Pipe

Gary and I started putting in the pipe for the heating system yesterday. When planning the house we settled on in-floor radient heat on a boiler system. So far it…

Gary and I started putting in the pipe for the heating system yesterday. When planning the house we settled on in-floor radient heat on a boiler system. So far it has been a large learning curve, not only for us but it also for the first mechanical contractor. Smokin’ Joe wasn’t much on new things, and had difficulty thinking that some of the components of the system we have would actually work. Smokin’ Joe probably deserves his own post, or several. Remind me to tell you about the four way valve.
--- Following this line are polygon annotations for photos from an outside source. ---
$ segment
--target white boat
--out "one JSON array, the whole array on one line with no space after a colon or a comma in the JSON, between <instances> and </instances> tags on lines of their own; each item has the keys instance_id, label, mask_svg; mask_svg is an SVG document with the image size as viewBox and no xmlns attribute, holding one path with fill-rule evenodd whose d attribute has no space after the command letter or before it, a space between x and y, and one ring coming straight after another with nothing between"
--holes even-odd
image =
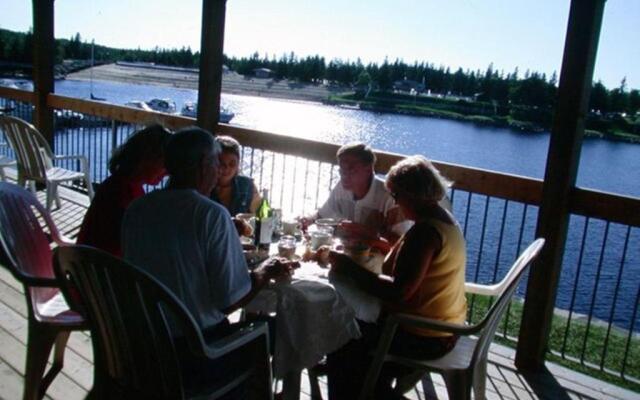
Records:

And the dentures.

Essentially, with our system pipe gets strung in the floor joists between the first and second floor, and between a subfloor and a sub-subfloor on the main floor. For all intents and purposes it turns your floors into large radiators. Dsc00979
But it takes alot of pipe. Pretty much over 1700 metres in our house, that’s over a mile of hose.

The pipe is a 1/2 inch plastic pipe that comes in 1000 and 300 foot rolls. Ideally, as we found out later, one uses a large specially designed reel to feed the house and prevent it from twisting. As we didn’t have one, we had to literally stand over the roll of hose and spin it by hand while the other payed out hose.
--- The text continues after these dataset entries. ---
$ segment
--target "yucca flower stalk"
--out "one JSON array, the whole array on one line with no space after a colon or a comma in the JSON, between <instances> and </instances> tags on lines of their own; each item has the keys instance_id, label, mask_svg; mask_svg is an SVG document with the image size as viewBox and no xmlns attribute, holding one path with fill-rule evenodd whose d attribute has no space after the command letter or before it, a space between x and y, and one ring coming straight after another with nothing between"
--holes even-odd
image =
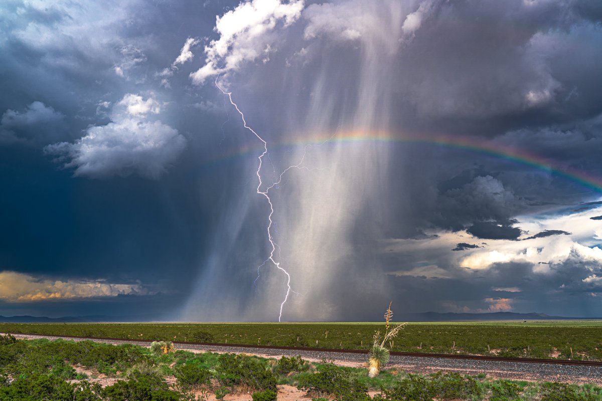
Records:
<instances>
[{"instance_id":1,"label":"yucca flower stalk","mask_svg":"<svg viewBox=\"0 0 602 401\"><path fill-rule=\"evenodd\" d=\"M388 341L397 337L399 331L403 328L406 323L402 323L393 327L389 330L389 322L391 322L393 317L393 311L391 310L391 302L389 303L389 307L385 313L385 321L386 323L386 328L385 331L385 335L382 340L380 339L380 331L377 330L373 338L372 347L370 350L370 357L368 358L368 376L373 378L380 373L380 368L386 364L389 361L389 349L385 346L385 344Z\"/></svg>"}]
</instances>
The pipe gets attached to the underside of the floor with thin metal heat transfer plates, that get stapled up into the plywood. The heat tranfer plates more evenly spread the heat from the pipe to the floor. It took us awhile but we eventually picked up on a system for installing the pipe and after tomorrow should be well on our way to getting the pipe installed in the upper floor. _dsc00980
The main floor, however, will be another story as we are pretty much making it up as we go along. The method the engineers envisioned involved material (gypcrete) that we have no access to up here. We think we know what we are going to do, in order to 1)get the heat to transfer effeciently 2) attach the pipe and 3) keep the floor from squeaking. But, as they say, the proof will be in the pudding and until we actually start on it we won’t know exactly how it will install.

I can’t wait until we get at it actually. I’m starting to enjoy the mental challenges these learning curves are bringing.